For Teachers

Four Ways to Incorporate Technology into Common Core Standards

By The Room 241 Team May 14, 2013

For countless educators and school districts, incorporating the technology utilized in the classroom into the Common Core State Standards is proving to be a challenging task. New technologies continue to play an ever-broadening role in enhancing reading, writing, listening, speaking and language use among students and, as technology changes, students must be capable of adapting quickly in response.

Integrating technology is a key aspect of a standards-based curriculum. The following explores the best ways teachers can integrate technology tools and resources into their learning plans and leverage these technologies to best benefit their students.

Defining Common Core Standards

According to the Common Core State Standards Initiative’s mission statement, Common Core standards “provide a consistent, clear understanding of what students are expected to learn, so teachers and parents know what they need to do to help them.” These standards address common core subjects and valuable skills students need to succeed, starting with conceptual understandings and procedures in the early grades. A majority of states, four territories and the District of Columbia have adopted these standards.

The end goal of Common Core standards is to prepare students not just for college and a future career, but also for life in an increasingly technological society. Thanks to the proliferation of the iPad and other influential mobile devices, students must be prepared to interact with the world at large and take advantage of the technological opportunities presented by these very devices. The integration of technology into the Common Core standards also allows teachers to reorient their educational processes toward genuine learning, as opposed to rote memorization.

Incorporating technology into Common Core Standards

The following details methods in which teachers can successfully incorporate technology into Common Core standards:

Encourage the use of digital tools to produce and publish writing to a global audience.

A growing number of school districts are issuing laptops and touch-screen tablets in lieu of schoolbooks and other traditional educational media.
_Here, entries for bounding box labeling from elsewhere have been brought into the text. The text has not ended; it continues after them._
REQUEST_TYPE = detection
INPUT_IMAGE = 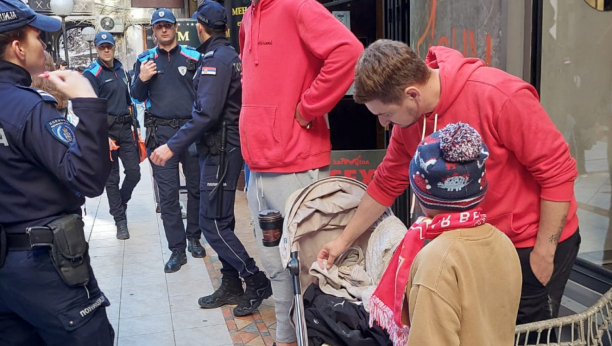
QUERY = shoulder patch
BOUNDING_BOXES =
[202,66,217,76]
[45,118,75,147]
[17,85,57,103]
[138,48,156,62]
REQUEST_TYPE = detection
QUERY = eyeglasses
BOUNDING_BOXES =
[153,22,174,30]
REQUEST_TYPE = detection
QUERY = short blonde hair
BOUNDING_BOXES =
[353,40,430,104]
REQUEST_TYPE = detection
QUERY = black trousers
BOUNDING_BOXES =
[149,126,200,251]
[200,144,259,279]
[0,249,115,346]
[516,229,580,325]
[106,123,140,223]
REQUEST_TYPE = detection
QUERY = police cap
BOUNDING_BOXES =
[151,8,176,24]
[198,0,227,30]
[0,0,62,32]
[94,31,115,47]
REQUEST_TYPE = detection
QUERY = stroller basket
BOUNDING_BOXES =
[515,289,612,346]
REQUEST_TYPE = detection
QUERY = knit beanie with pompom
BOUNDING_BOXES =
[410,122,489,211]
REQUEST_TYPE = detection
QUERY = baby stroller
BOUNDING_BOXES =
[279,177,406,346]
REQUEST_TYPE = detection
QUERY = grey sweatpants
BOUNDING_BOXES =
[247,166,329,342]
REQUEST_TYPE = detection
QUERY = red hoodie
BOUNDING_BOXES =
[368,47,578,248]
[239,0,363,173]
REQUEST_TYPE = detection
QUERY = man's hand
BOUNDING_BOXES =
[317,237,351,269]
[150,144,174,166]
[295,103,312,129]
[529,248,555,286]
[138,61,157,82]
[44,70,98,99]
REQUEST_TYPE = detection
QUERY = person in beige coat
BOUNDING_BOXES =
[370,123,522,346]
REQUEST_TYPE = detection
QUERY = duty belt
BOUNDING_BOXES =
[6,227,53,251]
[151,117,191,129]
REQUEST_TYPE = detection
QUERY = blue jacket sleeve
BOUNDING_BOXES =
[130,59,150,103]
[167,57,232,154]
[23,98,111,197]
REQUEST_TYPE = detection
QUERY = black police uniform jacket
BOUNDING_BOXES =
[0,61,111,233]
[167,35,242,153]
[83,58,132,116]
[131,45,200,119]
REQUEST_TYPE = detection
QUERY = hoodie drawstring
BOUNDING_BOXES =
[410,113,438,220]
[249,5,261,66]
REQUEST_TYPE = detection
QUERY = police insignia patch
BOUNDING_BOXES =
[45,118,75,147]
[202,66,217,76]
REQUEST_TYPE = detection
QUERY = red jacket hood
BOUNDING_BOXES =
[428,46,485,116]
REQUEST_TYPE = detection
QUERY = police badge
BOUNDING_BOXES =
[45,118,75,146]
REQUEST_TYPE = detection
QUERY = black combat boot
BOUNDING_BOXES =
[187,239,206,258]
[117,220,130,240]
[198,276,244,309]
[234,272,272,317]
[164,250,187,273]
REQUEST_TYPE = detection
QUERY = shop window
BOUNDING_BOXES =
[540,0,612,270]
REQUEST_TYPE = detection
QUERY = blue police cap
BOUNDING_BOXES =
[198,0,227,30]
[0,0,62,32]
[151,8,176,24]
[94,31,115,47]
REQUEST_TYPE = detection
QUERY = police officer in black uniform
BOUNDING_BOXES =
[132,9,206,273]
[150,1,272,316]
[83,32,140,239]
[0,0,114,346]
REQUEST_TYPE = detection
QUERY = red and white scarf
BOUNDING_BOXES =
[369,208,486,346]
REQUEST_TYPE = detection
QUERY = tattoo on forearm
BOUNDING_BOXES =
[548,215,567,244]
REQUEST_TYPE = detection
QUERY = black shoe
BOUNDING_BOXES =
[117,221,130,240]
[187,239,206,258]
[234,272,272,317]
[198,276,244,309]
[164,250,187,273]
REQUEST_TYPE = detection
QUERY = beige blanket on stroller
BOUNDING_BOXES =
[309,216,407,306]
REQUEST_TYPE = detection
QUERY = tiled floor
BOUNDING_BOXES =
[85,161,276,346]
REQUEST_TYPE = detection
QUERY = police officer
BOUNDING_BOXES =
[83,32,140,239]
[132,9,206,273]
[0,0,114,346]
[151,1,272,316]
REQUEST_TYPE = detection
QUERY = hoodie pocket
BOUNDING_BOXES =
[240,105,283,163]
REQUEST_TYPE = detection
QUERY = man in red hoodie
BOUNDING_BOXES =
[318,40,580,324]
[239,0,363,346]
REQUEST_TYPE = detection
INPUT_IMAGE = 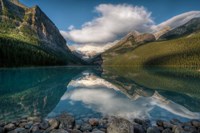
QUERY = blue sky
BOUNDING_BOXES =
[20,0,200,52]
[20,0,200,30]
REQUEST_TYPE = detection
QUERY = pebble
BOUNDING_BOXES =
[50,129,69,133]
[89,118,99,126]
[162,128,173,133]
[40,120,49,130]
[80,123,92,132]
[4,123,15,132]
[147,127,160,133]
[0,113,200,133]
[0,127,4,133]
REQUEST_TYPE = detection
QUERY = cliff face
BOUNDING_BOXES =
[0,0,84,66]
[91,31,156,65]
[159,18,200,40]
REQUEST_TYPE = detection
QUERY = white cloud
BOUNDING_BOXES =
[61,4,200,56]
[68,25,74,30]
[153,11,200,30]
[61,4,153,44]
[72,40,119,54]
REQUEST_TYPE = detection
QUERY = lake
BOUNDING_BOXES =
[0,67,200,122]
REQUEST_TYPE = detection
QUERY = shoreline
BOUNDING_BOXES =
[0,113,200,133]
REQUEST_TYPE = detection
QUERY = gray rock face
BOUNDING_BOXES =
[14,128,28,133]
[134,124,145,133]
[40,120,49,130]
[147,127,160,133]
[50,129,69,133]
[89,118,99,126]
[0,0,85,66]
[159,18,200,40]
[172,126,185,133]
[4,123,15,132]
[162,128,173,133]
[107,117,134,133]
[0,127,4,133]
[30,124,40,133]
[80,123,92,132]
[57,114,75,129]
[191,120,200,128]
[49,119,60,129]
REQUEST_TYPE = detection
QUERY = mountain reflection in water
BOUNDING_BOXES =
[0,67,200,121]
[48,71,200,120]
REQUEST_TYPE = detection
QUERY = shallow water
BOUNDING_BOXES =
[0,67,200,121]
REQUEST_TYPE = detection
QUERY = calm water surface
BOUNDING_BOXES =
[0,67,200,121]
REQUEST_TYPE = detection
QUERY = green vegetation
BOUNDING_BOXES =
[0,35,67,67]
[102,33,200,67]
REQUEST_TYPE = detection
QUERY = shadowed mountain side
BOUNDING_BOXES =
[0,0,86,67]
[0,67,85,120]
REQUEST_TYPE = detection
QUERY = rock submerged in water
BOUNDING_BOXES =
[107,117,134,133]
[4,123,16,132]
[0,113,200,133]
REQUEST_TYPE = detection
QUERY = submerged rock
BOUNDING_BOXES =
[191,120,200,128]
[30,124,40,133]
[48,119,60,129]
[14,128,28,133]
[40,120,49,130]
[147,127,160,133]
[57,113,75,129]
[89,118,99,126]
[134,123,145,133]
[162,128,173,133]
[107,117,134,133]
[4,123,16,132]
[0,127,4,133]
[80,123,92,132]
[50,129,69,133]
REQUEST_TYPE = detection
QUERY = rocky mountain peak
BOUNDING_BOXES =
[159,17,200,40]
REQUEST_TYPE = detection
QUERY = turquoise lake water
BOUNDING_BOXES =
[0,67,200,121]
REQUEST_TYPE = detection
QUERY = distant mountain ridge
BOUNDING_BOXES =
[159,17,200,40]
[0,0,84,66]
[92,17,200,67]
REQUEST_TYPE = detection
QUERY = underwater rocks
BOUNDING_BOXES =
[0,113,200,133]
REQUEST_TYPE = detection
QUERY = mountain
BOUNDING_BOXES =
[92,18,200,67]
[0,0,84,67]
[91,31,156,64]
[154,26,171,40]
[159,17,200,40]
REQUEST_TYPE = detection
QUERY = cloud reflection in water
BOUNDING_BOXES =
[49,73,200,119]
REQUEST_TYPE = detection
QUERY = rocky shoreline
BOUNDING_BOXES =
[0,113,200,133]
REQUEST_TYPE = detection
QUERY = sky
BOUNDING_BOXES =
[20,0,200,51]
Education technology will allow students to remain connected and develop skills that will prove useful as they progress through their education and toward their careers.

Promote the use of the Internet and other technologies to interact and collaborate with others.

Engaging in collaboration with other peers in a supervised manner helps students gain a command of sharing ideas and cooperating with others.

Encourage the strategic use of digital media in presentations.

Print, video, digital text and other multimedia are becoming extremely popular in the educational environment. For example, a student can use an infographic or a video to convey complex topics and ideas.

Allow students to integrate multiple sources of information presented in diverse media and formats.

Teachers can also leverage current technologies in creating lesson plans and other education material. Lesson planning apps like LearnBoost can help educators create successful lesson plans, align those plans to standards and add rich media with relative ease.

Technology driven by learning

The integration of technology into lessons lets teachers encourage students to become more involved in their studies through technological relevance. Students are able to master core concepts and procedures within a comfortable time frame and a sturdy foundation of knowledge while preparing to succeed in college and the modern workplace environment.

Nevertheless, educators should be careful not to let the technology dictate learning; instead, the learning process should be what drives technology. Technology should be considered a powerful aid when it comes to Common Core standards, but it should not be the end-all be-all to the education experience.